The LCLS will enable scientists to observe molecules in action and how chemical bonds form and
break. It also will help explain how materials work on the quantum level.
The ultrashort LCLS X-ray pulses will enable such short measurements that atoms will not have a
chance to move and blur the picture. “Rather like the way a strobe flash on a camera stops motion,”
Galayda explained. In addition, the pulses are so intense single images can achieve atomic resolution.
The ultrafast LCLS X-ray’s “shutter speed” will be about 100 femtoseconds—one-tenth of a trillionth
of a second, or the time it takes light to traverse the width of a human hair. Stop-action imaging has a
long history at Stanford University: Eadweard Muybridge developed early stop-motion photography in
the 1870s on the future site of Stanford. He photographed a horse galloping to resolve the long-debated
topic of whether all four of a horse’s feet came off the ground at once (they do).
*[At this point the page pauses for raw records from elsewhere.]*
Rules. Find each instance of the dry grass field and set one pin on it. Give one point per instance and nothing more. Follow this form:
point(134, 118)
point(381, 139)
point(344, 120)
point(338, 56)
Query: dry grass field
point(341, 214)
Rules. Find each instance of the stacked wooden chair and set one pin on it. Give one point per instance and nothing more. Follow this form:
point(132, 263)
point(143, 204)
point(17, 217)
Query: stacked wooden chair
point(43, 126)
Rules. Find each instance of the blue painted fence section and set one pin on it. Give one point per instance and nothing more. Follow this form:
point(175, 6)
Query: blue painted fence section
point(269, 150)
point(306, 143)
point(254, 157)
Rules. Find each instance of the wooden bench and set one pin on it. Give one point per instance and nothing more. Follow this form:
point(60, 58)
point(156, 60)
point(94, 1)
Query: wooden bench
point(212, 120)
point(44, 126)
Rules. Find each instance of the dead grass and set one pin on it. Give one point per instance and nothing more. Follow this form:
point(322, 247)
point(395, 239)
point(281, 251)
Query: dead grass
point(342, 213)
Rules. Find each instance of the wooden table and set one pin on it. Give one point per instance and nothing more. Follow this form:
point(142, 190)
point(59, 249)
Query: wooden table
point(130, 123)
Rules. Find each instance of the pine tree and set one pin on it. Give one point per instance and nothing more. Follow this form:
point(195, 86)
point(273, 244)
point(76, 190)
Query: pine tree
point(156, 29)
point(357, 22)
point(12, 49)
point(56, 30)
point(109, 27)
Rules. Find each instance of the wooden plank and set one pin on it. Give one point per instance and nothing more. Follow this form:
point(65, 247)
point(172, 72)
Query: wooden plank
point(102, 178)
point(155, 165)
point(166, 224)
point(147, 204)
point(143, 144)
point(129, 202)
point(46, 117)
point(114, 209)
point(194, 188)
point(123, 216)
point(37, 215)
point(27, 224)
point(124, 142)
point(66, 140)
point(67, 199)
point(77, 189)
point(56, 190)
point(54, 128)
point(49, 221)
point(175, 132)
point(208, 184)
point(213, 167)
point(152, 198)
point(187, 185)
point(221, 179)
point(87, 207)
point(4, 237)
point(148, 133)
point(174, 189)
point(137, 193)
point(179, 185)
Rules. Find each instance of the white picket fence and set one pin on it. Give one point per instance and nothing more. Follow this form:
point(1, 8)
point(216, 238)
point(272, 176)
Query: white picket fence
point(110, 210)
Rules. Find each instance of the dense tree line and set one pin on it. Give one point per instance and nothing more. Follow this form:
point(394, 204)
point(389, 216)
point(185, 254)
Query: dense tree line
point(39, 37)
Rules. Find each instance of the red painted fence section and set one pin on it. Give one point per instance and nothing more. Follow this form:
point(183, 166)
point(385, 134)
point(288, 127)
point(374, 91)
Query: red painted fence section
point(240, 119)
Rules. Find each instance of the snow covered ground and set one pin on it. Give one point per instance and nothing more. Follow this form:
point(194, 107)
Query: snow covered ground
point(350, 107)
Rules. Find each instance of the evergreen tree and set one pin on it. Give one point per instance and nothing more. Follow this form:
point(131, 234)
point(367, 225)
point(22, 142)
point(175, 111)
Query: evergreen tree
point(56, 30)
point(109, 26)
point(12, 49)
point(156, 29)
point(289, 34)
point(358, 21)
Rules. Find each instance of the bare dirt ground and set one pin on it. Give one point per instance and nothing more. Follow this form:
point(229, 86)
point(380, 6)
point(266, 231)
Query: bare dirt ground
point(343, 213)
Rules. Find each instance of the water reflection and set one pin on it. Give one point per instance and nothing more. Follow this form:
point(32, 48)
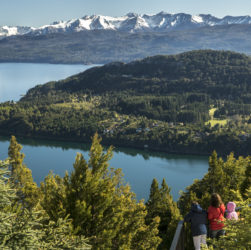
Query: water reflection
point(139, 166)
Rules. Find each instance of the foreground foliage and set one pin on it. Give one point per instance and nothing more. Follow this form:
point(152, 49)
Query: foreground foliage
point(21, 228)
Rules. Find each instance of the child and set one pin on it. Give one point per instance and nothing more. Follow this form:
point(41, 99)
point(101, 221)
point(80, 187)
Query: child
point(231, 214)
point(216, 216)
point(198, 218)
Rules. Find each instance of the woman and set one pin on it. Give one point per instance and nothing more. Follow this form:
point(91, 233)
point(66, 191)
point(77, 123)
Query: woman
point(216, 216)
point(198, 219)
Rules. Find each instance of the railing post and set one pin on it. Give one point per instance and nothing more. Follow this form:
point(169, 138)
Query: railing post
point(178, 239)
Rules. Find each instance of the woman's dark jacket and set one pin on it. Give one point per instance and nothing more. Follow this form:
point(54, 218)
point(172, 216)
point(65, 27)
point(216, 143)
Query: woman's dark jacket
point(198, 218)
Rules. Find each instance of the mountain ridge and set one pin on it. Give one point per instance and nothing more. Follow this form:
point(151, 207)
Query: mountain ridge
point(131, 22)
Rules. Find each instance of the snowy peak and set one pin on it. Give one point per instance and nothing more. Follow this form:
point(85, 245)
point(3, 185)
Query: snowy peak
point(132, 22)
point(13, 31)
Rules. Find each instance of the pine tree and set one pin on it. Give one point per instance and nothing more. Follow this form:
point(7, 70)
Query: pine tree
point(100, 205)
point(246, 184)
point(21, 176)
point(31, 229)
point(161, 204)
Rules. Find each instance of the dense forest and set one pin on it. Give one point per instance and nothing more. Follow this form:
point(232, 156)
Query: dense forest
point(104, 46)
point(192, 102)
point(92, 208)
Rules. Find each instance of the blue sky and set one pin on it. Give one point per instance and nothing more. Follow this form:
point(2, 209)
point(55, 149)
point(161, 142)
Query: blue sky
point(39, 12)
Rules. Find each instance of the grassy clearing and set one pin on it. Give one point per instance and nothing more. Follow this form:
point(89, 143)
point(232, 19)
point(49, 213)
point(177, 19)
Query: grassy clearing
point(79, 105)
point(214, 122)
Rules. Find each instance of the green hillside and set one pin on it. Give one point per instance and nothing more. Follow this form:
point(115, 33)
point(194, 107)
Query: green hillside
point(161, 102)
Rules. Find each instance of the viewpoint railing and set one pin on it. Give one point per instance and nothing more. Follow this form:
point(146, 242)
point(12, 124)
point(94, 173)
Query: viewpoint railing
point(179, 237)
point(178, 242)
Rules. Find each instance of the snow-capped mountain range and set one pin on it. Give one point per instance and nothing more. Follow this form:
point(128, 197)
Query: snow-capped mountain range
point(161, 22)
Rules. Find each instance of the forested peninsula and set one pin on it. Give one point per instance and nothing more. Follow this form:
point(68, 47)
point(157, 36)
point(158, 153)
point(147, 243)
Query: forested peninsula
point(193, 103)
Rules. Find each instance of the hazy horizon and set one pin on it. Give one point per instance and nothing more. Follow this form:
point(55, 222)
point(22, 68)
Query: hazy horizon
point(39, 13)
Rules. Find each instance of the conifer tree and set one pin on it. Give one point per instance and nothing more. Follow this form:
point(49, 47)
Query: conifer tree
point(101, 207)
point(161, 204)
point(29, 229)
point(246, 185)
point(21, 176)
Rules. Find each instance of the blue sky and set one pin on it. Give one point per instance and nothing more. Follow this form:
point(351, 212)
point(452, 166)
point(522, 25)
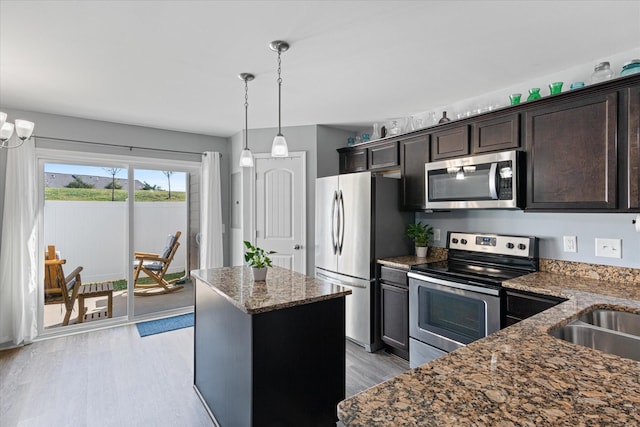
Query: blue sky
point(153, 177)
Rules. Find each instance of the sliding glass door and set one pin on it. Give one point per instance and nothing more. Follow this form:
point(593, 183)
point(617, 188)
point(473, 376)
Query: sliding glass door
point(116, 221)
point(85, 219)
point(160, 232)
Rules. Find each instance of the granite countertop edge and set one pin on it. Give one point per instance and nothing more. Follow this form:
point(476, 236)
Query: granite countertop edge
point(253, 297)
point(517, 376)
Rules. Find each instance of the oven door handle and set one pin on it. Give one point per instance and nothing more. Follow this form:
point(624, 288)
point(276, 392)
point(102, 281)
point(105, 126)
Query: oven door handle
point(455, 285)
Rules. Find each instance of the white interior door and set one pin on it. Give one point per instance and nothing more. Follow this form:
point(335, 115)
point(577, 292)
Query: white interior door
point(280, 209)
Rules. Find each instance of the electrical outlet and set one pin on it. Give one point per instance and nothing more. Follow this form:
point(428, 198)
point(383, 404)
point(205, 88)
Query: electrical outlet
point(570, 244)
point(609, 248)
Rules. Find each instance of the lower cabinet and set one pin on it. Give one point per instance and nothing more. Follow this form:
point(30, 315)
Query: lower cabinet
point(520, 305)
point(394, 296)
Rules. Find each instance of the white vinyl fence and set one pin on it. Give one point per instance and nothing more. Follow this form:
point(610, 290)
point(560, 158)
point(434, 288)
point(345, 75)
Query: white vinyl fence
point(94, 234)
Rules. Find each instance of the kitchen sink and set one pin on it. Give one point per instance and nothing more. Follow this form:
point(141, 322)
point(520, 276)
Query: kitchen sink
point(610, 331)
point(620, 321)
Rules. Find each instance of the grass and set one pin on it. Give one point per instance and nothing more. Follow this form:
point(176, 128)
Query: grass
point(104, 195)
point(121, 285)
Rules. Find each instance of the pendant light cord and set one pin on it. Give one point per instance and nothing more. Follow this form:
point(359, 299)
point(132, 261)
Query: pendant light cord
point(246, 115)
point(279, 94)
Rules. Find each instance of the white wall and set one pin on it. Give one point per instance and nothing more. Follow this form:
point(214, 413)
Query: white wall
point(549, 228)
point(94, 234)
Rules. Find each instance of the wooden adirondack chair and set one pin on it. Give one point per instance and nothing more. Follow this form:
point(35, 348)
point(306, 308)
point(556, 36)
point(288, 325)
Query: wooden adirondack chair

The LCLS represents a major advance in the use of large electron accelerators to produce X-rays.
Many synchrotron radiation facilities are in operation around the world today, using accelerators
to produce X-rays millions of times brighter than the X-rays used for medical purposes, enabling
scientists to understand the arrangement of atoms in a range of
materials including metals, semiconductors, ceramics, polymers,
catalysts, plastics and biological molecules. In contrast with the
intense, ultrashort pulses of X-rays from the LCLS, the X-rays
from synchrotron sources come as a more continuous stream.
They are more useful for static structure measurements than for
studies of ultrafast atomic motions.
Synchrotron sources have been highly productive. In 2006, Stanford University researcher Roger
Kornberg won the Nobel Prize for Chemistry for his research using X-ray crystallography at SLAC’s
Stanford Synchrotron Radiation Lightsource to study proteins important in the transcription of DNA.
By exposing crystallized samples of protein molecules, usually the size of a grain of salt or smaller,
to highly focused X-ray beams and creating characteristic patterns on a detector, scientists could
calculate the locations of the atoms within the protein molecules. The technique enabled Kornberg and
colleagues to investigate the structure of RNA polymerase, key to understanding how information held
in DNA translates into the proteins of life.
The LCLS’s ultrafast, ultrabright X-ray pulses will enable
scientists to move beyond the study of static atomic structures
and take stop-motion pictures of atoms and molecules,
revealing the frenetic action of the atomic world. This will lead
to better understanding of not only what atomic structures look
like, but how they move and interact with each other.